Figure 2: Sonography chest.
Figure 3: Contrast-enhanced CT scan showed right diaphragmatic hernia.
Figure 4: Contrast-enhanced CT scan showed right diaphragmatic hernia.

The patient has undergone posterior-lateral right sided thoracotomy to repair the defect. Transverse colon and omentum were herniated to the chest at costophrenic angle. The size of diaphragm defect was about 4 × 6 cm2. Hernia sac was separated from diaphragm and the diaphragm was opened and the contents were directed into the abdomen. Then the diaphragm was repaired and covered with prolene mesh. After 24-hour care at ICU, the patient was transferred to the surgical ward. Figure 5 shows the patient’s chest X-ray after the surgery. The patient got full recovery and was discharged from the hospital.

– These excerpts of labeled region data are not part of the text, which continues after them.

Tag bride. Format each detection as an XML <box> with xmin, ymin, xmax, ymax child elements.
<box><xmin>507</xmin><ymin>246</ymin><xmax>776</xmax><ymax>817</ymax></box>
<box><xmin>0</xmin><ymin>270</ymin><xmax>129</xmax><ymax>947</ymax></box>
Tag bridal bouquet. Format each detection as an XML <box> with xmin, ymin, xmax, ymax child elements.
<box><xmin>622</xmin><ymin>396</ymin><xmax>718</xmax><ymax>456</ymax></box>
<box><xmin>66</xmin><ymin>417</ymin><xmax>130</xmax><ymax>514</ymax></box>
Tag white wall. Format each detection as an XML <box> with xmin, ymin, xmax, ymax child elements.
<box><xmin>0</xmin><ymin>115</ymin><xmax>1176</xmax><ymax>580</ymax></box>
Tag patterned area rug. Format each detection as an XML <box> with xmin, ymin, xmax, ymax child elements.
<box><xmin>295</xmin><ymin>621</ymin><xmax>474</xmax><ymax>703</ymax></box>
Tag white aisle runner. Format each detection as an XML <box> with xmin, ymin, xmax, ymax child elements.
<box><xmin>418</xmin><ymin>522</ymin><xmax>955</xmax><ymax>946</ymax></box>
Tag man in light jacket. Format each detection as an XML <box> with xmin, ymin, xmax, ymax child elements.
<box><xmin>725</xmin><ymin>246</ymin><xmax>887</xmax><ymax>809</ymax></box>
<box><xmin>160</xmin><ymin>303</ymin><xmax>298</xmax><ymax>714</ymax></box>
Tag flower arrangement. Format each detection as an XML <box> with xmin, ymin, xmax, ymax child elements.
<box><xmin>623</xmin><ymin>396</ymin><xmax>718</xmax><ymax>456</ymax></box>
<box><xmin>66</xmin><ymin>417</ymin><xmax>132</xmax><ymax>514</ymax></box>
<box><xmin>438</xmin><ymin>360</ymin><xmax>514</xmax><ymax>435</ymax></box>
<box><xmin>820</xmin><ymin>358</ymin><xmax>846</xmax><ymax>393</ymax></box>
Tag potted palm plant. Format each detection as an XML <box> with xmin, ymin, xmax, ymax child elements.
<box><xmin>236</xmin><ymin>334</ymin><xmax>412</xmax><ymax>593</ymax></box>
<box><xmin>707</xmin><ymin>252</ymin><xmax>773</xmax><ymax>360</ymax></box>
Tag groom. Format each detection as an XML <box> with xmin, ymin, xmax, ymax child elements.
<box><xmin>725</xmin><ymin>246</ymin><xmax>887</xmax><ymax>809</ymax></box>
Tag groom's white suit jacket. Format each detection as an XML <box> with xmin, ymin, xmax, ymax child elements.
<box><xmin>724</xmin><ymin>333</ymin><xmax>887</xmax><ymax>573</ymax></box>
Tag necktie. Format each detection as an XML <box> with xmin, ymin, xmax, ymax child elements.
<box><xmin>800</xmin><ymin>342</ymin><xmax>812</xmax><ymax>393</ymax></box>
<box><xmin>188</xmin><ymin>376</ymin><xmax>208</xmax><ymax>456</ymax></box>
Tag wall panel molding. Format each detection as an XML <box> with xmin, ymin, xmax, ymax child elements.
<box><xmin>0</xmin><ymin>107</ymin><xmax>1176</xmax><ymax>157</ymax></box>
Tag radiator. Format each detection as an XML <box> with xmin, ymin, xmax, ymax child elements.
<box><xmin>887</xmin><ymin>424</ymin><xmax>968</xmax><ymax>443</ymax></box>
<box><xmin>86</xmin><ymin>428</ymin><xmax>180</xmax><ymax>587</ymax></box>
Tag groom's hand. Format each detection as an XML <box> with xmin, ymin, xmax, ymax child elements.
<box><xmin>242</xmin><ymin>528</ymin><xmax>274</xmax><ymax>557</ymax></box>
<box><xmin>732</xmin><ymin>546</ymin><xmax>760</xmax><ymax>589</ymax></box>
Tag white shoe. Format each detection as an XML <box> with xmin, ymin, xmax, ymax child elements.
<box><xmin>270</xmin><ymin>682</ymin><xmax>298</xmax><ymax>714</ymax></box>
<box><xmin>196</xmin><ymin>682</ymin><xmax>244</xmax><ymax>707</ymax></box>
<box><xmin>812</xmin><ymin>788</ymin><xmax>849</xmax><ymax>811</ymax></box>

Figure 5: X-ray chest after surgery (thoracotomy).

3. Discussion

Bochdalek hernia was described by Bochdalek for the first time in 1834 with congenital defect of posterior-lateral part of diaphragm without hernia sac. Due to the complexity of congenital diaphragmatic hernia the factors involved in the development of Bochdalek hernia are unknown; however, at present its cause is expressed to be the lack of closure of pleural and peritoneal cavity due to disruption of molecular signaling during organogenesis during the 9th to 10th weeks of pregnancy [911]. Bochdalek hernia is associated with chromosomal disorders (10–25%) and other congenital defects (25–57%) [12]. Diaphragmatic hernia beyond the neonatal period varies from 5% to 30% [12]. In adulthood, except for CDH, there are different reasons such as trauma, phrenic nerve palsy, and delayed diagnosis of hiatus hernia for the development of diaphragmatic hernia [13]. According to the results of an extensive study on patients with CDH, a very small number of patients with ratio of 1 : 8 for men to women are diagnosed at older ages, and with regard to this study, a case with the same age as our patient is very rare [6]. X-ray image (radiography) is the most common imaging method to study diaphragm and heart. When the chest X-ray images are not diagnostic, spiral CT and MRI will be our next selections, respectively, to acquire more information about the disease. In patients with Bochdalek hernia, the diaphragm is ruptured and there is a defect in it and the small intestine moves into thoracic cavity more than any other abdominal organs [5, 14]. In order to prevent the serious complications of CDH, surgical treatments should be used. Choosing the best treatment method for repairing CDH has become a challenge among the surgeons. Some of them support thoracotomy as the best treatment option because the chest is probably attached to hernia sac [14], while some others believe that laparotomy is better than thoracotomy for dealing with possible complications such as malrotation, obstruction, strangulation, and perforation of abdominal viscera [15]. Furthermore, in some cases, surgical techniques with minimal invasion such as thoracoscopy and laparoscopy are used to repair Bochdalek hernia [16]. In the current patient, because of delayed clinical manifestation and the probability of adhesion to the chest and restoration of the diagram on the right side, we decided to perform thoracotomy to have the greatest chance of survival and minimum side effects for the patient.

4. Conclusion

CT and CXR were helpful for the detection of congenital diaphragmatic hernia. However, definitive diagnosis of hernia before surgery is difficult because of its infrequency and various manifestations. This issue reveals the diagnostic problem of physicians when facing the delayed CDH.

As a result, physicians should always keep this rare hernia in their minds as one of the most important recognitions. In order to improve the quality of medical cares for adult patients with congenital diaphragmatic hernia, it is recommended to follow up the patients for a long term and to report more cases.

Competing Interests

The authors declare that there is no conflict of interests regarding the publication of this paper.